I opened the car door, but the young woman hesitated.
“Hi there,” I said. “Where are you going?”
“Just the next service station,” she said.
“Okay, hop in.”
She didn’t hop, she more crept into the car and almost hovered on the seat. A shiver went down my spine.
“You okay,” I asked, but she didn’t answer, she just sat and stared out of the windscreen. I pressed the accelerator and we moved off. “Strange place to be out on your own.”  Again, she remained silent. “I’ve got some water here,” I pointed to the bottle in between the seats. “I haven’t opened it, help yourself.” She didn’t move, she just sat and stared. We trundled on through the bright tunnel. I wasn’t keen on tunnels, the thought of all that rock and debris on top of me made me a bit queasy. I turned the radio back up and tapped my fingers on the steering wheel, trying to forget the fact that I could be squashed by a whole bloody mountain any moment. I was also trying to think of what to ask the strange woman next to me. She was sitting up straight, her hands in her lap. She didn’t look or smell like a homeless or a runaway. She was in her early twenties, a nice, if slightly old fashioned jacket and straight dark hair cropped into a bob. I only had a side view but from what I could see she had a pretty face, though she looked a little tired. “Are you warm enough?” I asked, but again she said nothing.
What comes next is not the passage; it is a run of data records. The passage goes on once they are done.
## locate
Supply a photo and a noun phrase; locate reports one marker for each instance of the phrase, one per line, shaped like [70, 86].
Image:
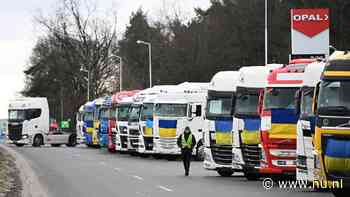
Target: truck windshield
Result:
[219, 107]
[123, 112]
[306, 102]
[17, 115]
[279, 98]
[147, 111]
[88, 116]
[334, 98]
[135, 112]
[171, 110]
[113, 113]
[247, 102]
[104, 113]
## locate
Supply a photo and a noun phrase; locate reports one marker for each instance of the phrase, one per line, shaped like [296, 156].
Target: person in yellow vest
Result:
[186, 142]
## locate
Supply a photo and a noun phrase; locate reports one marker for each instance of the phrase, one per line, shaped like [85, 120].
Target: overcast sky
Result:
[18, 33]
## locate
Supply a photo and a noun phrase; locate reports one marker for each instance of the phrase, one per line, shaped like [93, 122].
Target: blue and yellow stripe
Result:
[250, 134]
[149, 127]
[223, 130]
[283, 124]
[167, 128]
[337, 155]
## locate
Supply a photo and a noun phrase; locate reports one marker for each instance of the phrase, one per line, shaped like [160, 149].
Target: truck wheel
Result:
[225, 172]
[339, 192]
[38, 141]
[200, 152]
[111, 150]
[72, 141]
[251, 176]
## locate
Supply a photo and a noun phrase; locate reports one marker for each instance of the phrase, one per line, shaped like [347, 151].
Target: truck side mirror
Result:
[198, 110]
[297, 100]
[315, 98]
[233, 104]
[261, 101]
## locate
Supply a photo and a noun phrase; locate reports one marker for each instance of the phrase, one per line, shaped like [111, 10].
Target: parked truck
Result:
[306, 122]
[218, 123]
[246, 133]
[112, 122]
[29, 123]
[331, 106]
[123, 113]
[140, 124]
[173, 112]
[90, 134]
[279, 119]
[104, 114]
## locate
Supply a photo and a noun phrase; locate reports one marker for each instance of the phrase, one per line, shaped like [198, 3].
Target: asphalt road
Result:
[86, 172]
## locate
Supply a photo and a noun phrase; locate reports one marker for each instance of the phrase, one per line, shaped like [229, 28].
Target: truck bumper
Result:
[210, 164]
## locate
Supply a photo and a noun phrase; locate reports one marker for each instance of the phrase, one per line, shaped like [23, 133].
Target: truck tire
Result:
[200, 152]
[111, 150]
[225, 172]
[72, 141]
[38, 141]
[251, 176]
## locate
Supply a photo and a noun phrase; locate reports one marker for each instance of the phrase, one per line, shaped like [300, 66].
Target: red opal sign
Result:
[310, 22]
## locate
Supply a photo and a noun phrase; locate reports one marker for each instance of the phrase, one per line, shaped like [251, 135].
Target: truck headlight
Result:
[305, 125]
[213, 135]
[282, 153]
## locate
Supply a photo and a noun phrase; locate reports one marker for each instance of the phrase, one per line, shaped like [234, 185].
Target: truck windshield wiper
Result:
[338, 110]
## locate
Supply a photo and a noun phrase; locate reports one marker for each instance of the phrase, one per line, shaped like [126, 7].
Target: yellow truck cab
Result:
[331, 140]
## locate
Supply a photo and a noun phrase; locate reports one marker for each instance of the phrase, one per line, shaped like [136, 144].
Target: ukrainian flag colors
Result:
[167, 128]
[149, 127]
[283, 124]
[250, 134]
[223, 130]
[90, 130]
[337, 155]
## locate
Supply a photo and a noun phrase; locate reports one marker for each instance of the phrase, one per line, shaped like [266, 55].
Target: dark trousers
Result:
[186, 157]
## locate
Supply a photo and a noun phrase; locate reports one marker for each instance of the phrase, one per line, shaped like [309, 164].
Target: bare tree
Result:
[85, 34]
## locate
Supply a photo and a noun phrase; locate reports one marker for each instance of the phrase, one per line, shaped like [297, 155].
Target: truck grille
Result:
[134, 132]
[168, 143]
[15, 131]
[222, 154]
[123, 130]
[148, 143]
[124, 141]
[251, 155]
[134, 143]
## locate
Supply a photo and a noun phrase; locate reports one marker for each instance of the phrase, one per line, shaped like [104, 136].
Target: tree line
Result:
[226, 36]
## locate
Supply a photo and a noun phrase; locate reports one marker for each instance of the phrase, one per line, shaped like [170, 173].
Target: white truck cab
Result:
[218, 124]
[246, 152]
[306, 123]
[123, 109]
[29, 123]
[140, 120]
[176, 110]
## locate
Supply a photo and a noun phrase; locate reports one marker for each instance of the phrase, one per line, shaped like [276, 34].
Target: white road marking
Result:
[165, 188]
[138, 177]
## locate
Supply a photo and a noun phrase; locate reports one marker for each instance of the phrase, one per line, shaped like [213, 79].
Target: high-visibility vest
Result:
[188, 143]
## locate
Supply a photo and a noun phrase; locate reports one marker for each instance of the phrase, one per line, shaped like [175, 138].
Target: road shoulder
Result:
[31, 186]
I could see the dark at the end of the tunnel now. Hopefully, a rest stop would come into view in the next few miles. It seemed a lot darker this side of the mountain, the clouds thicker, the trees denser, the wind stronger.
“Do you like Ed Sheeran?” I asked, it was that Thinking Out Loud song that they played all the time.
She didn’t answer. I looked over at her. She was gone. She’d vanished. I checked my mirror but there was no sign of her on the road. I looked behind me, nothing.
I rubbed my eyes and looked again, but there was nothing, no one there.
I pulled into the petrol station that had come at just the right time. I got out of the car and went inside.

“Toilet?” I asked.
“You okay man?” the attendant said. “You look like you’ve seen the ghost of the tunnel.”